It was learned, when the English hearing resumed today, that
when the inter partes hearing took place in New York yesterday
there was fairly protracted legal argument on both sides. Again
the judge made two orders, the detail of which and their
interrelation to each other is still confusing, at least to minds
unused to the technicalities of New York law. The gist, however,
is plain and is comprehended in these words quoted from paragraph
1 of one of the orders of 22nd February. It reads as follows:

“This court would be required to hold a factual hearing with
witnesses and submissions by the parties in order to make a
final determination under article 15 of the Hague Convention,
and such hearing could not commence before March 1, 1989.”

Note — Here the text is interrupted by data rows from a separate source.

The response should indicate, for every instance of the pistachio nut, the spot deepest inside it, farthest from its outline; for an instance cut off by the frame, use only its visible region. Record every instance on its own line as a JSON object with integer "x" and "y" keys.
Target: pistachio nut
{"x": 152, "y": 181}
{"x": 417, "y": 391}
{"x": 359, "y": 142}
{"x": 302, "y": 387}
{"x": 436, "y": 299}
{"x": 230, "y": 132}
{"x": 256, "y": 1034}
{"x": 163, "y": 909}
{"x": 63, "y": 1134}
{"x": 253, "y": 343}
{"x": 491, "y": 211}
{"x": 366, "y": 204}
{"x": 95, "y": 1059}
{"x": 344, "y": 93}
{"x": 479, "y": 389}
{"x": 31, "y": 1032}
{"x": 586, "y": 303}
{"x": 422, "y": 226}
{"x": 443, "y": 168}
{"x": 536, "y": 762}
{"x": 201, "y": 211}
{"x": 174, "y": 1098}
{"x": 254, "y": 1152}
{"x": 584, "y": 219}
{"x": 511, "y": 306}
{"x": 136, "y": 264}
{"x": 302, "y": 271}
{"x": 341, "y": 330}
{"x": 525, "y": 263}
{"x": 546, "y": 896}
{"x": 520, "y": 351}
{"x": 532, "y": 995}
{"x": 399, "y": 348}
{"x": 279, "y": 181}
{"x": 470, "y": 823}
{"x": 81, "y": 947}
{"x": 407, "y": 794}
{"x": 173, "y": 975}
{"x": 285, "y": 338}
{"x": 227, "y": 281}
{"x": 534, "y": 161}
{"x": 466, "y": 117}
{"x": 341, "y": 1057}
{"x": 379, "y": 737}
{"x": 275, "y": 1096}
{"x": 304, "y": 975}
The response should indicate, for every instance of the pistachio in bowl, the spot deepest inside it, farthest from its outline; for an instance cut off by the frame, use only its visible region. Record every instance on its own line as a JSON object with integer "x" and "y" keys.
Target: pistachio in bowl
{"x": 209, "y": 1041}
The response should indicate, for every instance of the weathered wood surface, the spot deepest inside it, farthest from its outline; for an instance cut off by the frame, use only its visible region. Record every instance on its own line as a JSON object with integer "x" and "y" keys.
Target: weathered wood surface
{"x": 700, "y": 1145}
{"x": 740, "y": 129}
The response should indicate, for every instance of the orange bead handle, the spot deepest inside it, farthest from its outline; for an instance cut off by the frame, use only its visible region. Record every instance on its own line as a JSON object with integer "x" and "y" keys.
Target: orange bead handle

Mr. Thompson of counsel, who in the enforced absence today of
Miss Scotland, has come to the court’s assistance on behalf of the
mother, has made common cause with Mr. Carden in reaching the
sensible decision that it would not be in anyone’s interest to
adjourn this application yet again and await a further-hearing in
New York. Counsel are satisfied that it is implicit in Judge
Wilk’s latest orders that no discourtesy or breach of the spirit
of of the letter of the Convention would be involved if I were to
proceed here and now in England to decide the issue of wrongful
removal on the basis of habitual residence in the light of the
evidence which I have heard on that issue. It is implicit in the
decision of the Court of Appeal in Re C. of 14th December 1988, so
far reported only in The Times newspaper, that the courts in
England have jurisdiction, at all events in the absence of any
definitive finding of wrongful removal in the courts of the
requesting state, to determine an issue of wrongfulness for
themselves. It is thus agreed that there is no longer scope in the
present case for Miss Scotland’s submission as to res judicata.
That will have to be determined on some other occasion.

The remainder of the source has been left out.